No. 4: Joe Harris, Small Forward
The Detroit Pistons took back a number of players on Trade Deadline day, which meant they had to cut a few of their current players to make room. One of those casualties was veteran wing Joe Harris, a 3-point bomber who had struggled to find his rhythm amidst injuries and a lack of playing time in Detroit.
We discussed more in depth here why Harris would be a great addition to the roster. He can step in for Isaiah Joe if needed, and overall his shooting would be valued in a number of potential lineups. If he can stay healthy and regain his rhythm he could be a rotation player by the playoffs; more likely he helps in a few games and then is valuable depth on the wing the rest of the time.
No. 3: Killian Hayes, Point Guard
The 2020 NBA Draft appeared to be absolutely loaded with primary ball-handlers. Anthony Edwards and LaMelo Ball at the top were seen as elite prospects, while Tyrese Haliburton slipped to the end of the lottery but was still seen as a solid player whom many had in their Top-5 (and obviously has proven to be a Top-3 player in the class). That list also included French point guard Killian Hayes, a player some draft pundits had as high as No. 1 overall on their draft boards.

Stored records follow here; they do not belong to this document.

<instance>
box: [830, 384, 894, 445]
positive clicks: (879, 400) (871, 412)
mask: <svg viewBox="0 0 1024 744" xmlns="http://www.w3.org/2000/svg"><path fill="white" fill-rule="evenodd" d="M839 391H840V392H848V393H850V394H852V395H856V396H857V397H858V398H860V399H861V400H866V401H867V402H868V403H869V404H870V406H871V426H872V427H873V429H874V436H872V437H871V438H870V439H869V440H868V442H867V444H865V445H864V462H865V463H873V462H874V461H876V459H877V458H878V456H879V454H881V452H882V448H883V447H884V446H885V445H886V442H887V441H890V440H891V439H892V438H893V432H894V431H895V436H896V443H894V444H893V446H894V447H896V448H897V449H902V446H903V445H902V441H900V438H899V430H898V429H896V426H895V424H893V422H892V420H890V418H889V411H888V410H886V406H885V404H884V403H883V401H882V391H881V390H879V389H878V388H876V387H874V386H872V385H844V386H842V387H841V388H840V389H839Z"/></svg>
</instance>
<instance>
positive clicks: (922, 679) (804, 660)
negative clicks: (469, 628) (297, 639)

Hayes ultimately went No. 7 overall to the Detroit Pistons and has failed to develop into anything more than a bench guard over the past three-plus seasons. The Pistons ended up waiving Hayes to make room for other trades, placing the 22-year-old guard on the open market.
Hayes is a solid defender and decent playmaker; the real obstacle to his development into a rotation guard is his shot, and that led The Ringer's Kevin O'Connor to suggest the Thunder, and shooting coach Chip Engelland, as an ideal landing spot.
The Thunder have a loaded rotation and depth outside of it, so they don't have to use both of their open roster spots on veterans. They could give Killian Hayes a shot and play him heavy minutes with the Oklahoma City Blue, then give him a robust offseason development regimen. If he shows promise by training camp, they may have gained a valuable young guard. If not, they can move on before the season.